The Herald Bulletin

Afternoon Update

Community

June 19, 2013

Doggone good

Woofer's whips up wholesome treats for dogs

ANDERSON – It all started with a little abandoned dog, lost on the day of a massive snowstorm in January 2009. It was a day that left 12 inches of snow on the ground.

The miniature pinscher was spotted by a customer coming into the Cross Street business that Judy Sells’ husband, Phil, ran at the time.

“He was just sitting outside of our door,” said Judy. “We picked him up and brought him in.” The Anderson couple spent about a month trying to locate the dog’s owner, but fate was at work.

“We’ve had him ever since,” said Judy. “We were adopted by the little min pin.” They called the tiny guy Dobie.
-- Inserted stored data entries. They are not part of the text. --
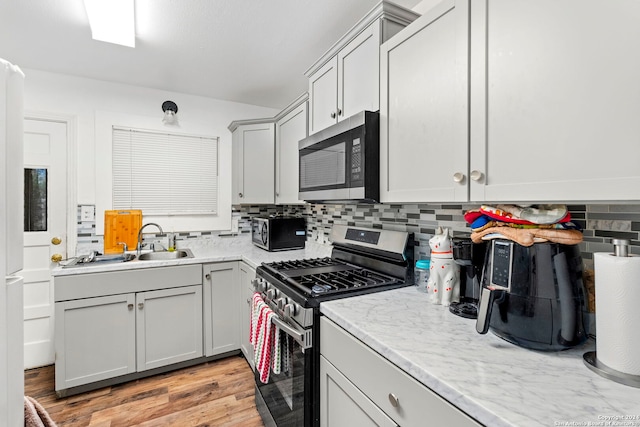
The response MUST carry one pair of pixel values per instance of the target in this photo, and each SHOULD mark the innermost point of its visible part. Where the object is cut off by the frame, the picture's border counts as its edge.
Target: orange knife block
(121, 226)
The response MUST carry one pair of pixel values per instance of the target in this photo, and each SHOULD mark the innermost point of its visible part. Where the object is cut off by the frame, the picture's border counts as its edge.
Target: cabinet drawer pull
(476, 175)
(458, 177)
(394, 400)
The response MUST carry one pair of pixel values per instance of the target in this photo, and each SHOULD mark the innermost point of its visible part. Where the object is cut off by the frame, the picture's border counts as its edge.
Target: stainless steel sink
(166, 255)
(99, 260)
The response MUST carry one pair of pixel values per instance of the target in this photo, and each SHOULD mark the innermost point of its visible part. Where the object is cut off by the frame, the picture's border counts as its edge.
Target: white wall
(86, 99)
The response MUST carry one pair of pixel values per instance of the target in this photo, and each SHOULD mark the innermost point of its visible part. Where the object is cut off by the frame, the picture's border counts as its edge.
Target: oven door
(286, 400)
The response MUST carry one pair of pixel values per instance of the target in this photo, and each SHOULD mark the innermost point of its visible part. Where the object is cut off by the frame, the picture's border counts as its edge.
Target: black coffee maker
(533, 296)
(470, 257)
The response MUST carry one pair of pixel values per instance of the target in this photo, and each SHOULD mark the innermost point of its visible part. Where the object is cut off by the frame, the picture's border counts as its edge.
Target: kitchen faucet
(139, 246)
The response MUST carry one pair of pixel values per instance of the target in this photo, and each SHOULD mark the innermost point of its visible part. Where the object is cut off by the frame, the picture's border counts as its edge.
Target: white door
(45, 154)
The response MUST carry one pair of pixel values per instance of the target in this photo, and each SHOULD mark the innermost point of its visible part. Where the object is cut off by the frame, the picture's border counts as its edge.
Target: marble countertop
(495, 382)
(219, 249)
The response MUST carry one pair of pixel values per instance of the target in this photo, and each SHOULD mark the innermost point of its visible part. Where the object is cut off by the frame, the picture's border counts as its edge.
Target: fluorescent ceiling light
(112, 21)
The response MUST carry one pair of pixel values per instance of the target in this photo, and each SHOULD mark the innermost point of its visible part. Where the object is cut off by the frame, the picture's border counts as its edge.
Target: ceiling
(248, 51)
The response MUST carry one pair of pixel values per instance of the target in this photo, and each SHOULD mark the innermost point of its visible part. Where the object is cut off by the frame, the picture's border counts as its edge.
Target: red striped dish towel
(262, 336)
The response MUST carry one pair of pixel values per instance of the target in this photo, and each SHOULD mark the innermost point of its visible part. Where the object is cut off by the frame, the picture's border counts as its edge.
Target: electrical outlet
(87, 213)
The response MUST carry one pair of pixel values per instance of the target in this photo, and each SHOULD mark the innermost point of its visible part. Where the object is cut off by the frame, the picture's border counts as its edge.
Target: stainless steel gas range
(362, 261)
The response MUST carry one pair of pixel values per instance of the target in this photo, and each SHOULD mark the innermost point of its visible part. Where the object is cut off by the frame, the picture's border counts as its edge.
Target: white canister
(421, 274)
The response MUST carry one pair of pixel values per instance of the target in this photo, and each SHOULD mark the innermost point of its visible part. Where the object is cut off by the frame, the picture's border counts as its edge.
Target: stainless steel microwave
(342, 162)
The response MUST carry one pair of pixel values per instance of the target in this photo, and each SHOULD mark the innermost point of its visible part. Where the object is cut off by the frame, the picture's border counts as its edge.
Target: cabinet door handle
(476, 175)
(394, 400)
(458, 177)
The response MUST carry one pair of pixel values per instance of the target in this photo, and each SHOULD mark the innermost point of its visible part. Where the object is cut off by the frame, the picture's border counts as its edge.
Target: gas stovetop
(322, 276)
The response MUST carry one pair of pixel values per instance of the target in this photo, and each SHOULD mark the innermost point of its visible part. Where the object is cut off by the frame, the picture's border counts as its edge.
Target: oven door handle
(302, 338)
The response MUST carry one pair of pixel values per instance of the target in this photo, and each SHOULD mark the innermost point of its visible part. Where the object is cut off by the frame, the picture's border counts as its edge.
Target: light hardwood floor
(219, 393)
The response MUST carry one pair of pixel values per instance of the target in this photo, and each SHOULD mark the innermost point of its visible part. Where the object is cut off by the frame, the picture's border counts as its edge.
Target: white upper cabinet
(537, 102)
(290, 128)
(424, 108)
(253, 162)
(555, 100)
(346, 79)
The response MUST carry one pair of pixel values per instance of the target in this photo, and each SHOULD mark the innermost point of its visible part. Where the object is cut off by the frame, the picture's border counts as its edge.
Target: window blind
(164, 174)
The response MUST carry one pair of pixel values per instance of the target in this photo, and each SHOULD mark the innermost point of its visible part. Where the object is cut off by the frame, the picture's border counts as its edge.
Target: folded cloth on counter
(35, 415)
(543, 214)
(528, 236)
(485, 222)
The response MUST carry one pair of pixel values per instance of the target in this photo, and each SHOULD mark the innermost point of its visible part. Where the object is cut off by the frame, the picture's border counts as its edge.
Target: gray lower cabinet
(221, 301)
(168, 326)
(360, 387)
(95, 339)
(247, 274)
(112, 324)
(342, 404)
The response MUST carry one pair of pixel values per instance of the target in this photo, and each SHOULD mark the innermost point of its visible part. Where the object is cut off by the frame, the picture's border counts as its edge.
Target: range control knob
(272, 294)
(289, 311)
(282, 302)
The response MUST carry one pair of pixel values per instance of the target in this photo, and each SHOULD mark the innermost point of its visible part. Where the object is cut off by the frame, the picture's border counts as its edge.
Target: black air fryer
(533, 296)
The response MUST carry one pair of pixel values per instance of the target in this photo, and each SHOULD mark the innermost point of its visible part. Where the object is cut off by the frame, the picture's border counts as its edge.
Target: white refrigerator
(11, 245)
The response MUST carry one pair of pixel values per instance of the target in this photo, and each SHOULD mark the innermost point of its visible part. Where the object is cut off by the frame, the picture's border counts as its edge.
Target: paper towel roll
(618, 311)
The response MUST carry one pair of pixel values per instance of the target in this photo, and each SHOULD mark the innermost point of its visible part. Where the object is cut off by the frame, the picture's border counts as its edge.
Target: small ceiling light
(170, 113)
(112, 21)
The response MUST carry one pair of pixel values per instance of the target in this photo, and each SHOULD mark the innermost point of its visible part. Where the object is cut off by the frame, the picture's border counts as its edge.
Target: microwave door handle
(302, 338)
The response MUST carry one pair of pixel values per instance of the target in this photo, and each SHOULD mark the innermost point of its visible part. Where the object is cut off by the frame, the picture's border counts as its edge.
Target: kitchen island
(491, 380)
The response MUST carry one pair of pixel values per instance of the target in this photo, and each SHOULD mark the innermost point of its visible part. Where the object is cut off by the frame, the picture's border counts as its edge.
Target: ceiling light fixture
(112, 21)
(170, 113)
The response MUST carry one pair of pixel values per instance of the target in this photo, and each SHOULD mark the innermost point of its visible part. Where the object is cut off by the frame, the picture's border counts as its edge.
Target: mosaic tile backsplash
(601, 223)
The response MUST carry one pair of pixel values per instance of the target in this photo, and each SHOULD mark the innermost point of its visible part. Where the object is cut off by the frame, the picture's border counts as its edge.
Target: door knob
(458, 177)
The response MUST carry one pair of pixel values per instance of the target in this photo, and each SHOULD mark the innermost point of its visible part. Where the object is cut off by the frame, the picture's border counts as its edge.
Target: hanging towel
(266, 334)
(35, 415)
(277, 351)
(256, 304)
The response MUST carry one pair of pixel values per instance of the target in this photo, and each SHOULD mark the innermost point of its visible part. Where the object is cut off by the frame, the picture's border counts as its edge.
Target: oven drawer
(381, 381)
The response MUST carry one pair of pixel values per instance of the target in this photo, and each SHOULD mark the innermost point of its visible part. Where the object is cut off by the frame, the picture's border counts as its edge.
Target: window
(164, 174)
(35, 200)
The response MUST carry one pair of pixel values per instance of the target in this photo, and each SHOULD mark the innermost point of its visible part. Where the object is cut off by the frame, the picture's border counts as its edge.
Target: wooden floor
(219, 393)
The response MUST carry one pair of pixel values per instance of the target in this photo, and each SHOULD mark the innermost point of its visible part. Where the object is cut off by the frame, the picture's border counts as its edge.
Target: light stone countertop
(218, 249)
(493, 381)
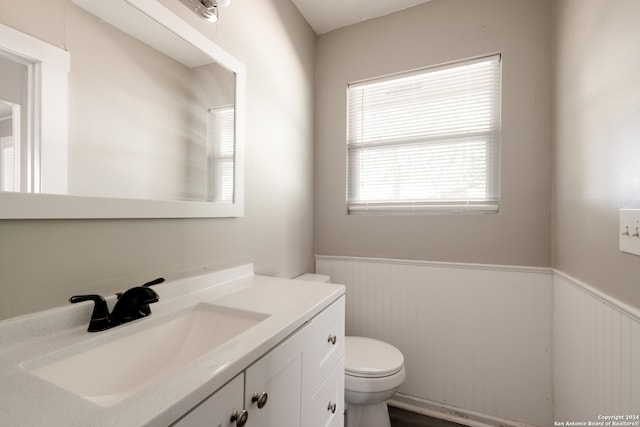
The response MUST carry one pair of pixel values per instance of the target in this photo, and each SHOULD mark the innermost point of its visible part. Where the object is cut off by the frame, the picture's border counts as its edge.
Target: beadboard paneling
(476, 337)
(596, 358)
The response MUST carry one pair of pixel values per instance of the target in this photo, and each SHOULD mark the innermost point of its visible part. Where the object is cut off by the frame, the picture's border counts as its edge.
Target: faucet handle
(100, 317)
(154, 282)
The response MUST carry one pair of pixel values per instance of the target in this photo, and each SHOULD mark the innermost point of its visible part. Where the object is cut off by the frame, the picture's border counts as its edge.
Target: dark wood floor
(402, 418)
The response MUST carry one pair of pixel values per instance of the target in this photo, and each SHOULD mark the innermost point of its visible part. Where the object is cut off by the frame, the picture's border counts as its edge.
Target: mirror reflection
(143, 124)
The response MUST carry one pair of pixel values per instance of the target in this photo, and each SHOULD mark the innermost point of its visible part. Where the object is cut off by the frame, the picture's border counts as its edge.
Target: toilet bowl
(374, 370)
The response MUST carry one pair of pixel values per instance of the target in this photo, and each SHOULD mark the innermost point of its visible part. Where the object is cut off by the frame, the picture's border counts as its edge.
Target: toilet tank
(310, 277)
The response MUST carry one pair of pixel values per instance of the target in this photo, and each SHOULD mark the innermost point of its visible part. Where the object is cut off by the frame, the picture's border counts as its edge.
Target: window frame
(490, 138)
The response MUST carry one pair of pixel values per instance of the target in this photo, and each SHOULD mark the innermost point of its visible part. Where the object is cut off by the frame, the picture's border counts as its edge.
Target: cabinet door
(326, 345)
(216, 410)
(326, 408)
(278, 375)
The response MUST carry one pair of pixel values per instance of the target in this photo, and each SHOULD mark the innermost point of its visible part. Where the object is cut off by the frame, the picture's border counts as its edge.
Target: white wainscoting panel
(476, 337)
(596, 358)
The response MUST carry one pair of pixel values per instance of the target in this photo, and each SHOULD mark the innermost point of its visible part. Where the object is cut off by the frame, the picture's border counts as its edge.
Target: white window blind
(428, 140)
(220, 154)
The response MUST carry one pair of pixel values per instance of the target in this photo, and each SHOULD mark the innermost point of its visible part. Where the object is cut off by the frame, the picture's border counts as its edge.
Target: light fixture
(206, 9)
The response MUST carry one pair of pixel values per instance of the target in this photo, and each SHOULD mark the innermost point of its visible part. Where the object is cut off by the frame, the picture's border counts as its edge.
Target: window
(220, 154)
(426, 141)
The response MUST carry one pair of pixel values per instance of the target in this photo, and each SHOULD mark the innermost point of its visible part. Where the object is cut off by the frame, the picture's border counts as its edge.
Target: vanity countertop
(32, 340)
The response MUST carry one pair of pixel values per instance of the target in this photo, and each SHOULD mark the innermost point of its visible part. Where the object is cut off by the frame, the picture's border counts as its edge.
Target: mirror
(156, 124)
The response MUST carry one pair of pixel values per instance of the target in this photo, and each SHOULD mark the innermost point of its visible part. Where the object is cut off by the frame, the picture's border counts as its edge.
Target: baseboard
(450, 413)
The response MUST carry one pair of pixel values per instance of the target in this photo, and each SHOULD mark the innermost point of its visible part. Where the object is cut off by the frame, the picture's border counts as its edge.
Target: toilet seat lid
(368, 357)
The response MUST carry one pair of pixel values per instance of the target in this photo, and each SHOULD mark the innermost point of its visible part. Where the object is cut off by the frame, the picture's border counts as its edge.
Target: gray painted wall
(43, 263)
(437, 32)
(597, 140)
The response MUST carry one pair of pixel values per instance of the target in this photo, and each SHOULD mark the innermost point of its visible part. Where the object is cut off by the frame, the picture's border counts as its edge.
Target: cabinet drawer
(326, 344)
(216, 410)
(320, 410)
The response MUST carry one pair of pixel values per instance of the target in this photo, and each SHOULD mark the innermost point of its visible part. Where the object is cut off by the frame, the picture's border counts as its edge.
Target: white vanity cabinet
(299, 383)
(218, 409)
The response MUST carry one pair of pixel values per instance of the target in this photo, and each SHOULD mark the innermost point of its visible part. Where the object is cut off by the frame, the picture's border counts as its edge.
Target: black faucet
(131, 305)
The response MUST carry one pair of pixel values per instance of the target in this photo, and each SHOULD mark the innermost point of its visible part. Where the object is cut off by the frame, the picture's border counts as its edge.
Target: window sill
(423, 208)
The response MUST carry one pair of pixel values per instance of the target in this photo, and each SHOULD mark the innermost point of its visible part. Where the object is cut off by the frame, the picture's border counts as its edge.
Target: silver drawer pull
(240, 418)
(260, 398)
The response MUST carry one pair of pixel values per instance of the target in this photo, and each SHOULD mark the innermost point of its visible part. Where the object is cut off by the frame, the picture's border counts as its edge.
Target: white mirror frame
(54, 206)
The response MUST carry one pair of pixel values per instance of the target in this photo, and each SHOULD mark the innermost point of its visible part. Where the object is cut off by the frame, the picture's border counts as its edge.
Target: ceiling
(328, 15)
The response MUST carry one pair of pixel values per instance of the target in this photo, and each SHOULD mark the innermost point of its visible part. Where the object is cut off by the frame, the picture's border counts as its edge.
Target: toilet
(374, 370)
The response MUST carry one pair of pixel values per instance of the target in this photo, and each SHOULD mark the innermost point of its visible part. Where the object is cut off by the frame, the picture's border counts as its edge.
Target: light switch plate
(629, 232)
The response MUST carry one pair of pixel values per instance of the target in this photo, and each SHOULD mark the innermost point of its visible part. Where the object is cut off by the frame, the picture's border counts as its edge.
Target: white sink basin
(112, 371)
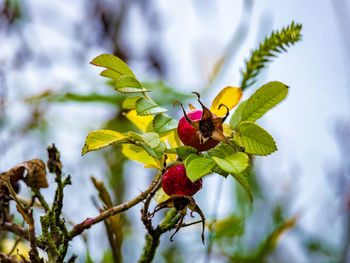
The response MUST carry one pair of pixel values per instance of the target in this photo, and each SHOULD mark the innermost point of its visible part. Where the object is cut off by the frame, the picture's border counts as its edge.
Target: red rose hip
(175, 182)
(189, 136)
(201, 129)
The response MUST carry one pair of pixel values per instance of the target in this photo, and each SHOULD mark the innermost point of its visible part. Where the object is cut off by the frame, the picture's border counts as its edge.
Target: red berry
(175, 182)
(188, 134)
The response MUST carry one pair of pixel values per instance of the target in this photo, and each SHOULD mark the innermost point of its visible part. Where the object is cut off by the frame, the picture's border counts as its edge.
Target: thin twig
(87, 223)
(19, 231)
(28, 217)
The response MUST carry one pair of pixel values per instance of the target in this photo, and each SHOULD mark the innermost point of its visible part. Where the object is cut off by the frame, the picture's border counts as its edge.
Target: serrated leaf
(141, 122)
(162, 123)
(229, 227)
(151, 139)
(254, 139)
(184, 151)
(229, 96)
(234, 164)
(145, 107)
(113, 63)
(199, 167)
(236, 118)
(222, 150)
(264, 99)
(129, 84)
(190, 158)
(100, 139)
(111, 74)
(130, 102)
(244, 183)
(156, 152)
(139, 154)
(218, 170)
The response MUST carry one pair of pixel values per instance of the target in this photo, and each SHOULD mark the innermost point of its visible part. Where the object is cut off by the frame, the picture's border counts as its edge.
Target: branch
(87, 223)
(20, 232)
(28, 217)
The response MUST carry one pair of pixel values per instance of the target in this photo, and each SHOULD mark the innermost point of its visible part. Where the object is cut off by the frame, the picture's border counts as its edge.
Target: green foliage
(145, 107)
(116, 67)
(184, 151)
(198, 167)
(275, 43)
(100, 139)
(129, 84)
(130, 102)
(254, 139)
(233, 164)
(163, 123)
(265, 98)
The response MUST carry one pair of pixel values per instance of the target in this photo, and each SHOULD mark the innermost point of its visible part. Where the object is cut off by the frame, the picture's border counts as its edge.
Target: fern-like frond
(277, 42)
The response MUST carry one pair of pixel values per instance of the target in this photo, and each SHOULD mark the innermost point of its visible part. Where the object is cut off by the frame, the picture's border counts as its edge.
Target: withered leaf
(35, 176)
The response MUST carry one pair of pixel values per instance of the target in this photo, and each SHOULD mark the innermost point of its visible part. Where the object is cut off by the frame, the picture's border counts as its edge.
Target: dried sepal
(35, 176)
(209, 126)
(181, 203)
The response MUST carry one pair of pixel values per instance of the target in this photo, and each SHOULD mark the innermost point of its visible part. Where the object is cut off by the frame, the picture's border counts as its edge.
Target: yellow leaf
(22, 248)
(152, 166)
(191, 107)
(137, 153)
(227, 130)
(173, 139)
(229, 96)
(141, 122)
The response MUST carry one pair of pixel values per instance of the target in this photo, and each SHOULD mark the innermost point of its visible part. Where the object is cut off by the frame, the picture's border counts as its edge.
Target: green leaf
(102, 138)
(264, 99)
(244, 183)
(276, 42)
(111, 74)
(156, 152)
(129, 84)
(254, 139)
(190, 158)
(162, 123)
(145, 107)
(222, 150)
(236, 118)
(151, 139)
(184, 151)
(233, 164)
(112, 63)
(149, 142)
(218, 170)
(199, 167)
(130, 102)
(138, 153)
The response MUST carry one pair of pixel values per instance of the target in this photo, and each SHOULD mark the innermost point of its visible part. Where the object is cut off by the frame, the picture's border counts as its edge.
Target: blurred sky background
(51, 45)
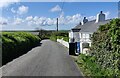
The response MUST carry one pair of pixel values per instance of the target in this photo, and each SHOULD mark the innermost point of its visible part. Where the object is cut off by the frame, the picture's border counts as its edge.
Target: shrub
(15, 44)
(106, 47)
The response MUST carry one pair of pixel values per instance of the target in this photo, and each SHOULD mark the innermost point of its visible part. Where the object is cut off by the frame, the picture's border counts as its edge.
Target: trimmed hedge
(15, 44)
(104, 60)
(106, 47)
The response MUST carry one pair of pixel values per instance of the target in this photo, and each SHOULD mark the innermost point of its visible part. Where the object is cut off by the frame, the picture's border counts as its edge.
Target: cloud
(13, 10)
(22, 10)
(6, 3)
(107, 14)
(18, 21)
(57, 8)
(29, 18)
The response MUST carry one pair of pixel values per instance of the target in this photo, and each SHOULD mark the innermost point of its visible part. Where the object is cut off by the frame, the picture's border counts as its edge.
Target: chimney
(85, 20)
(100, 17)
(80, 23)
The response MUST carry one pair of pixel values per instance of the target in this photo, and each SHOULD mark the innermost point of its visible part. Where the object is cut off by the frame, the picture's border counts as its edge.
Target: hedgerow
(15, 44)
(105, 51)
(106, 47)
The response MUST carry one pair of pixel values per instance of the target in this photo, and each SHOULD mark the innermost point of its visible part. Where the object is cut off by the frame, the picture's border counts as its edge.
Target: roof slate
(91, 26)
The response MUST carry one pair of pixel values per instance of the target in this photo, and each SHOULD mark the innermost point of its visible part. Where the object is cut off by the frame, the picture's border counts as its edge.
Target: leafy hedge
(105, 52)
(15, 44)
(106, 47)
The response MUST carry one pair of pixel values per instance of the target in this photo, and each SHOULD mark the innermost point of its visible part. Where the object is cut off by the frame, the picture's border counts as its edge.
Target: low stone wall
(65, 43)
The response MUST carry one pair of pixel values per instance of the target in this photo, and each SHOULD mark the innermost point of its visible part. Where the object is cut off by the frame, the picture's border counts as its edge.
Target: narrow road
(49, 59)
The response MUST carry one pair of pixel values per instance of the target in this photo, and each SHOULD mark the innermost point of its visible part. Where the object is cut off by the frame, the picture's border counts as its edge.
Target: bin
(72, 49)
(77, 48)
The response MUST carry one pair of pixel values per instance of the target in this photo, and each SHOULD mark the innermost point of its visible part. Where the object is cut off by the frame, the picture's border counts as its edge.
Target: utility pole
(57, 29)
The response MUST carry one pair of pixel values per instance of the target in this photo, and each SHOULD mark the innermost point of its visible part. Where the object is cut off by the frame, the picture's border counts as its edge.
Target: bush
(15, 44)
(106, 47)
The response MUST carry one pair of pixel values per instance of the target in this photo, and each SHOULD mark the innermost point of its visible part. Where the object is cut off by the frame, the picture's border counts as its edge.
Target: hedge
(106, 47)
(15, 44)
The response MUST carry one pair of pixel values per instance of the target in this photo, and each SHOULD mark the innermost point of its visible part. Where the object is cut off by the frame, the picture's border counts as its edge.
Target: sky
(42, 15)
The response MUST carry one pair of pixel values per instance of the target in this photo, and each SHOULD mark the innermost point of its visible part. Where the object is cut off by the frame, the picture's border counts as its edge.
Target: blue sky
(32, 15)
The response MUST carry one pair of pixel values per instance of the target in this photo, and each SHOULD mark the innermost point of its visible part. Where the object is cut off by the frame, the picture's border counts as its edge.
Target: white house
(83, 32)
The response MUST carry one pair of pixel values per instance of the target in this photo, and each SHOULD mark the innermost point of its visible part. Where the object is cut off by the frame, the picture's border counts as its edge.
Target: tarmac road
(49, 59)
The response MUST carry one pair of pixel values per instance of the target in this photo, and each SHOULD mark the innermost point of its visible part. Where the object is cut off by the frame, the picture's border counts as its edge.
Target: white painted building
(83, 32)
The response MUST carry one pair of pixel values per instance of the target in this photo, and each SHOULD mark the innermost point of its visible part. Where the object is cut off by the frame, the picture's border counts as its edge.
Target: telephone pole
(57, 29)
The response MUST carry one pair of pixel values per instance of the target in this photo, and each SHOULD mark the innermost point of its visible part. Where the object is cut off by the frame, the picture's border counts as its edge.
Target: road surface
(49, 59)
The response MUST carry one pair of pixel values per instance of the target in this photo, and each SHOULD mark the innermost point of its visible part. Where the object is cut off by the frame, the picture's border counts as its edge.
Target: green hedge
(106, 47)
(15, 44)
(105, 52)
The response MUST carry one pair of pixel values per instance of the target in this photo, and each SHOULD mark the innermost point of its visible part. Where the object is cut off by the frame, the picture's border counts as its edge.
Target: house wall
(82, 37)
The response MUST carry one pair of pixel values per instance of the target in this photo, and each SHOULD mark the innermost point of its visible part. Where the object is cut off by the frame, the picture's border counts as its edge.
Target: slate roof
(90, 26)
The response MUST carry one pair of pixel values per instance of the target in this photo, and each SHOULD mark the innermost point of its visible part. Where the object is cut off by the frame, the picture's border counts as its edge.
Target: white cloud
(92, 18)
(18, 21)
(13, 10)
(3, 21)
(57, 8)
(29, 18)
(5, 3)
(22, 10)
(107, 14)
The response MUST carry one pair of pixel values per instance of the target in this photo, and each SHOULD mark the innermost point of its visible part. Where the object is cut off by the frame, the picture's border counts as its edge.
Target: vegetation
(15, 44)
(105, 51)
(60, 35)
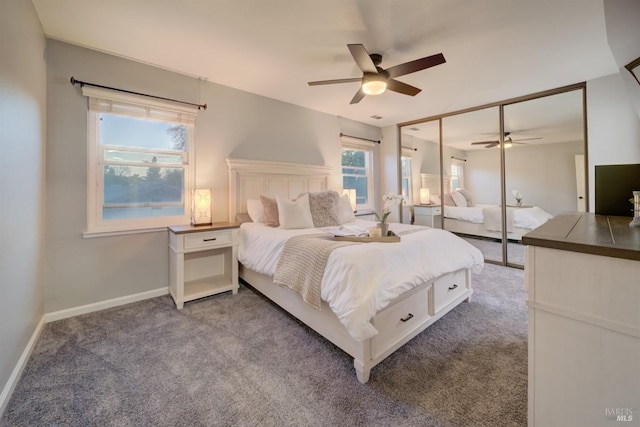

Dobie’s arrival inspired Judy to make treats that he would like but that were also good for him.

“I started making organic and natural cookies for him,” said Judy. “I did a lot of research – what was good for dogs, what they shouldn’t have.”

She discovered that some tasty items like peanut butter, carob, white chocolate, cheese, oatmeal and flax seed were good for dogs. On the other hand, things like raisins, grapes, onions, macadamia and chocolate are not.

“I would take free ones around the neighborhood,” said Judy. The local dogs became her official taste-testers. “It just snowballed from there.”

Four years later, Judy has a successful small business called “Woofer’s Biscuit Bakery.” She makes and sells about nine varieties of dog ‘cookies.’ They are all home-baked, and made from organic, natural ingredients with no wheat, no corn, no soy and no added sugar. Although she makes them for dogs, Judy noted, “They’re all human consumable.”

Judy sells her goodies at various events, including the Pendleton Farmers Market where dogs are drawn as if by magnets to the Woofer’s booth. “I have lots of repeat doggies.”